‘The Dry’ Review: Eric Bana Returns to Aussie Features in a Rattling Good Mystery-Thriller


A country town with plenty of secrets and a city cop with a troubled past are the ingredients of a gripping yarn directed by Robert Connolly.


The barren earth surrounding a drought-stricken Aussie town provides fertile ground for mystery, suspense and punchy emotional drama in “The Dry.” This enthralling adaptation of Jane Harper’s international bestseller stars a spot-on Eric Bana as a city detective whose investigation of an apparent murder-suicide in his hometown triggers renewed suspicion about his involvement in a mysterious death that’s haunted the community for two decades. Expertly directed and co-written by respected filmmaker Robert Connolly (“Balibo,” “Paper Planes”), “The Dry” has all the character intrigue, clever plot twists and red herrings to keep viewers guessing. It should become a sizeable summer hit when released in local cinemas on Jan. 1. Broad international streaming exposure is assured.

Headlining his first Aussie feature since 2007’s “Romulus, My Father,” Bana is perfectly cast as Federal Agent Aaron Falk. A dedicated detective based in Melbourne, Aaron hasn’t set foot in hometown Kiewarra since departing abruptly following the still-unsolved death of high school friend Ellie Deacon (BeBe Bettencourt) some 20 years ago. The once-thriving rural town is now an economically distressed and socially damaged dustbowl that’s been in drought for a decade and hasn’t seen a drop of rain in 324 days.

Aaron’s drawn back to Kiewarra by the death of another childhood friend. It seems that Luke Hadler killed his wife and child before turning the gun on himself. The scenario is accepted by almost everyone in town and will strike a somber chord with local audiences in light of similar real-life tragedies in drought-devastated parts of Australia in recent times.

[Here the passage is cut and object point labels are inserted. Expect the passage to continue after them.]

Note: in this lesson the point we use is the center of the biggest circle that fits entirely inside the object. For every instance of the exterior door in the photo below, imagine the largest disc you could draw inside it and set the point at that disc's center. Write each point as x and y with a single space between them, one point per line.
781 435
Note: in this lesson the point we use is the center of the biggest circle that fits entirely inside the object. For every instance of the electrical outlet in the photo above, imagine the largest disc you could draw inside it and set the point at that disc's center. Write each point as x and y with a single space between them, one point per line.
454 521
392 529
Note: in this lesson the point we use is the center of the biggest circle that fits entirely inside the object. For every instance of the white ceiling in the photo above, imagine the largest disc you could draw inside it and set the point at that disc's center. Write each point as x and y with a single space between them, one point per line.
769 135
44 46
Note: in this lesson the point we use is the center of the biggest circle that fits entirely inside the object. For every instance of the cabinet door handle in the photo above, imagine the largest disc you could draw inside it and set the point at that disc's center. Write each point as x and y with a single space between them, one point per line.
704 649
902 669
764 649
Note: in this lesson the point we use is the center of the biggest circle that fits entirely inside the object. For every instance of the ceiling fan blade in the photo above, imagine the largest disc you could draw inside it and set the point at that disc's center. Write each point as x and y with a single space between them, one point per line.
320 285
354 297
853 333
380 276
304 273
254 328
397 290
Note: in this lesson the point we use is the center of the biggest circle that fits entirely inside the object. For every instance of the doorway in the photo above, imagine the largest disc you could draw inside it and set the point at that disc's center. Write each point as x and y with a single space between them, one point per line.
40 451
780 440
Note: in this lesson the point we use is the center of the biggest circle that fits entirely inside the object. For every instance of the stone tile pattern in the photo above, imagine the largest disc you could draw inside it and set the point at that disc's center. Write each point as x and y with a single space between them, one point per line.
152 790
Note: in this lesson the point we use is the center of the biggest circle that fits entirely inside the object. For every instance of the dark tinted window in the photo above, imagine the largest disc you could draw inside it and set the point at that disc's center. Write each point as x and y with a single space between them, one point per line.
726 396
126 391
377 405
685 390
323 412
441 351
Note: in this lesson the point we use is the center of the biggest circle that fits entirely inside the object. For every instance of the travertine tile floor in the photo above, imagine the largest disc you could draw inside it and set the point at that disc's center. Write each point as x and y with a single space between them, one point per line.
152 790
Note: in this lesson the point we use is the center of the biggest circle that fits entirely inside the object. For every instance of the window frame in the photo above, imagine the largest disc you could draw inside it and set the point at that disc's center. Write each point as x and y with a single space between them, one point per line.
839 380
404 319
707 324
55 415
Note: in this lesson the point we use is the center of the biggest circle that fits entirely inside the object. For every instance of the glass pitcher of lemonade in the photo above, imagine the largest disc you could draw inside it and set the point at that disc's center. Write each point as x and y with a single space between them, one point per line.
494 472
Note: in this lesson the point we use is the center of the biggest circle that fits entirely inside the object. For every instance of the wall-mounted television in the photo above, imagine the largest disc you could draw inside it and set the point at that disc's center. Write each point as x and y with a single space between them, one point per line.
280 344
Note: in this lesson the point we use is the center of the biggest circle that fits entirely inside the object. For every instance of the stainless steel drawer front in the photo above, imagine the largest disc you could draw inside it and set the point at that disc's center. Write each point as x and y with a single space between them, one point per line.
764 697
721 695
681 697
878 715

Determined to leave immediately following the funeral, Aaron’s convinced to stay when Luke’s distraught parents, Barb and Gerry (Julia Blake, Bruce Spence), implore him to examine aspects of the case that may clear their son’s name. After looking at Luke’s financial records and talking to honest but inexperienced local cop Greg Raco (Keir O’Donnell), Aaron gets the feeling that things may not be as clear-cut as they appear. Another reason to stay is re-connecting with Gretchen (Genevieve O’Reilly, excellent), the fourth member of Aaron’s tight-knit teenage friendship group and now a single mother with a checkered past.

The plot crackles along nicely with Aaron asking questions and uncovering dark secrets that suggest several townsfolk had the motive and means to commit murder. Already a juicy whodunit with a gallery of plausible suspects, “The Dry” acquires another layer of intrigue when Ellie’s embittered father Mal (William Zappa) and her spiteful cousin Grant (Matt Nable) ignite long-simmering community suspicion that Aaron killed Ellie all those years ago.

Artfully woven into the central story by editing aces Nick Meyers (“Sweet Country”) and Alexandre de Franceschi (“Lion”) are flashbacks to teenage Aaron’s (Joe Klocek) relationships with his domineering, alpha-male buddy Luke (Sam Corlett), sensitive soul Gretchen (Claude Scott-Mitchell) and the troubled Ellie. With a grainy picture quality resembling 16mm-to-35mm film blow-ups from yesteryear, these sequences deliver powerful emotion and simmering tension as divided loyalties come into play in the lead-up to Ellie’s tragic fate.

Bana anchors the smartly written drama wonderfully well. Imbuing his steely, no-nonsense character with just the right amount of insecurity and introspection, Bana ensures that audiences will be glued to everything Aaron Falk does and says. A uniformly splendid cast includes James Frecheville (“Animal Kingdom”) as evasive young farmer Jamie Sullivan, and Aussie actor-turned director John Polson (on screen for the first time since “Mission: Impossible 2”) as school principal Scott Whitlam.

As with Harper’s novel, the contradictory nature of Aussies embracing romantic visions of their vast continent while holding deep fears of its dry interior is never far from the surface here. Cinematographer Stefan Duscio (“The Invisible Man”) captures this conflict with stark widescreen images of Kiewarra’s arid brown present and its lush green past. The town’s declining fortunes and the weight upon Aaron’s shoulders is memorably visualized in scenes of him walking in the dry, cavernous bed of the once-magnificent river he swam in joyfully as a youth with Luke, Gretchen and Ellie.